On the morning after Thanksgiving 2007 came a welcome telephone call from Dr. Kathryn Sullivan, the first American woman to walk in space, the former CEO of COSI, and now the first director of the new Battelle Center for Mathematics and Science Education Policy housed at The Ohio State University's John Glenn School of Public Affairs.
We were planning to have lunch that day, but Kathy had other plans.
"You know that airplane I recently bought?" she asked. Of course I knew. She had recently described the plane, like a teenager describes a heartthrob.
"Well, I've been in it all week and I suddenly have the hours required to take a passenger. Want to fly?"
Years of fearful flying have receded, so I accepted without hesitation.
Up, Up And Away
At OSU's Don Scott Field, Kathy strapped me into the back seat of the cute, bright red two-seater. When a former astronaut straps you into an airplane seat, you are strapped in – like a space monkey.
After the pre-flight tests, we took to the air. The flight path was joyous and childlike, with us turning this way and that. "I don't like to fly flat," said Kathy. "It's more fun to dip the wings, from side to side, so we can look down at the homes and people below us."
Cockpit as Classroom
For Kathy, the airplane is a classroom, and she is both teacher and student. I learned this when I asked, "Of all you've flown, what's the hardest craft to fly?"
Kathy said,
"Everything's different. With jets, you have to be thinking ahead, farther downfield, because you are going to get there faster. With a plane like this, you have to be flying all the time, with all the controls. In fact, there are couple of controls I'm still getting used to on this plane."

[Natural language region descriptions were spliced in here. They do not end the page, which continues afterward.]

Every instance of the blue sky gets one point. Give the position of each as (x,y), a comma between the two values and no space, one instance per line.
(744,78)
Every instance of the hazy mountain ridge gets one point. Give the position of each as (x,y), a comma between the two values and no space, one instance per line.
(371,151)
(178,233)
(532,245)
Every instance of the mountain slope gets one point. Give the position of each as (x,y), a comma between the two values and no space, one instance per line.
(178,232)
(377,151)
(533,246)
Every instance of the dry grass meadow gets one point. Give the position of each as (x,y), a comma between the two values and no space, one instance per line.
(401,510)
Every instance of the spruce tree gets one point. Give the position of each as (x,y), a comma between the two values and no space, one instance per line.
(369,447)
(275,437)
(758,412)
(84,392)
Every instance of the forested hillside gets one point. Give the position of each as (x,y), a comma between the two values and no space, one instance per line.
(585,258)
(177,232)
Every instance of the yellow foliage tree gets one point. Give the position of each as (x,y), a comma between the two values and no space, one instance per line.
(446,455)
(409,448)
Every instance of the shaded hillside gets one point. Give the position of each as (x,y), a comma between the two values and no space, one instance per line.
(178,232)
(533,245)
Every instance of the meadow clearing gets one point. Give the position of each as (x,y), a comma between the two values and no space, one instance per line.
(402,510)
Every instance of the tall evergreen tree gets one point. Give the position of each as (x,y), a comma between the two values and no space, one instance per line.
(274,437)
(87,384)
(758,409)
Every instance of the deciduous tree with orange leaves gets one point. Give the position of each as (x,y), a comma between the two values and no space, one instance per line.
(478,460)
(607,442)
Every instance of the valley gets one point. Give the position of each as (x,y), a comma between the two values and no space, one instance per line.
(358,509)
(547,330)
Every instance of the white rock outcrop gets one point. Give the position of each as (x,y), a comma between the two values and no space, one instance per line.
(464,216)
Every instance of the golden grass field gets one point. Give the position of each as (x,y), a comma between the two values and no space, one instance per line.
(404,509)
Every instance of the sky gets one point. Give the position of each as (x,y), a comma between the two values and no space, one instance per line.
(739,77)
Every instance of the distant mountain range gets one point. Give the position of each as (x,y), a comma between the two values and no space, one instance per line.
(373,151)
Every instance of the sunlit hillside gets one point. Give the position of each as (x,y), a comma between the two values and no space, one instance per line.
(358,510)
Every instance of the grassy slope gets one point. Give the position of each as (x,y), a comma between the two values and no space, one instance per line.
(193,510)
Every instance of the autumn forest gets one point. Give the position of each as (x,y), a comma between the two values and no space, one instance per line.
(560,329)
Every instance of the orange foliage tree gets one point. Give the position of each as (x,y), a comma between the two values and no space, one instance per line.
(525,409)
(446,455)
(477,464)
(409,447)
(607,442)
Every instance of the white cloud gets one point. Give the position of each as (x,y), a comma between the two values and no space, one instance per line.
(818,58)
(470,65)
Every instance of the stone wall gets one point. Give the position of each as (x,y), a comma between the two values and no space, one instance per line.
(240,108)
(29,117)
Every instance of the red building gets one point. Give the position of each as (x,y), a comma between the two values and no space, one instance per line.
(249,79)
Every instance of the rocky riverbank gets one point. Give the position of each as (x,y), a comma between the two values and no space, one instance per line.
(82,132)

This would have been alarming, but Kathy is possibly the most competent person I've ever met. And she added, "I believe that there must be something that I need to learn during every flight. Each flight has a lesson plan. When a pilot thinks there is nothing left to learn, he's on the verge a making a big mistake."
(For more on competence, see The Gravitational Pull of Competence.)
What a great lesson for life. I can respect the life-and-death importance of daily decisions. And I can enter every activity with an objective for learning.